Finaliste du prix féministe Marie Curie pour son documentaire Les Veuves ne meurent plus, Aïcha El Hammar Castano s’est tournée depuis vers le rythme intense des dernières notices internationales à la sauce américaine. Pas question pour autant de résister aux récits de femme, qu’elle continue de collectionner à travers la planète. Le journal minimal l’a rencontrée.
Aïcha mène une double vie depuis plusieurs années : « Ça a toujours été évident pour moi, cette réalité de plusieurs continents, de manger à des heures différentes, de ressentir les vibrations du Brésil pour retrouver la rudesse du ciel gris bruxellois ou la grandeur des bâtiments new-yorkais. »
Cette dualité géographique se retrouve aussi dans sa vie professionnelle qui se partage entre journalisme international et script doctor aidant les grands producteurs britanniques, français, hollandais et brésiliens à améliorer leur scénario quel que soit le genre. « Un réalisateur s’attache à son écriture de film comme à un enfant. Un regard extérieur est une nécessité parce que c’est la parole du futur, la rencontre rêvée avec son public. Cette rencontre si attendue est parfois dure à assumer ».
Celle qui pour qui tout a été très vite ne considère pas pour autant cela comme un privilège mais comme une vraie responsabilité, notamment dans son travail de productrice en couvrant de grands évènement, du terrorisme aux épidémies mondiales. « Cette brutalité des breaking news me touche parce qu’elle crée un traumatisme instantané. Les victimes ou les témoins ont besoin d’un regard, d’une douceur ou d’un sourire. J’ai beaucoup d’humilité dans mes rencontres avec les autres et je ne souhaite qu’une seule chose : leur apporter de l’amour. »

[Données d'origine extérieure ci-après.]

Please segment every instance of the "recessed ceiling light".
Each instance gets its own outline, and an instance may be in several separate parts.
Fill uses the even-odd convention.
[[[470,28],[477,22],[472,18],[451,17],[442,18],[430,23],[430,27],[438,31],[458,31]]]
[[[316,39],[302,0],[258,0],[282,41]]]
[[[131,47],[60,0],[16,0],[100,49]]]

« LES FEMMES DISSIMULENT LEUR SOLITUDE »
Après un passage à Cuba, elle écrit La vie de Jessica un mélange de rencontres autour de la prostitution dans un contexte d’ouverture du marché forçant les femmes à se prostituer « émotionnellement » et plus exclusivement « physiquement ». Ce scénario est produit en Argentine par Cristian Cardoner le producteur du bien nommé, La Reconstruction.
L’inspiration d’Aïcha ? Elle la trouve bien sur dans son travail de journaliste mais aussi via sa collection d’histoires réelles. « J’ai toujours observé, noté des gestes essayant de définir les silences. Les femmes, je les ai souvent vues dissimulant leur solitude derrière une conquête de l’apparence ou une victimisation parce que la vérité est trop dure. Mais il faut que ça cesse, il faut que nous sortions de cette obligation de la souffrance. »
Après six semaines au Brésil où elle a travaillé au côté de l’écrivain hollandais Marjon Van Royen sur l’adaptation de son livre La nuit du cri, Aïcha est partie à la rencontre de 6 femmes de milieux différents. Son objectif n’a été que de démontrer au travers de son nouveau scénario à quel point la femme doit transcender sa condition, avec au centre de tout l’altruisme et le principe constant de solidarité. De la favela Prazeres où des faiseuses d’ange clandestine aident des femmes dans un désarroi absolu en risquant leurs vies à des cliniques privées se faisant de l’argent sur une tragédie, Aïcha a brassé large dans un pays où l’avortement est toujours illégal. « Les femmes veulent que les violences s’arrêtent et c’est bien normal mais tout cela manque de militantisme et de dénonciation » affirme-t-elle. Cette commande d’une coproduction espagnole où Aïcha est chef du bureau pour sa télévision fera très certainement foi.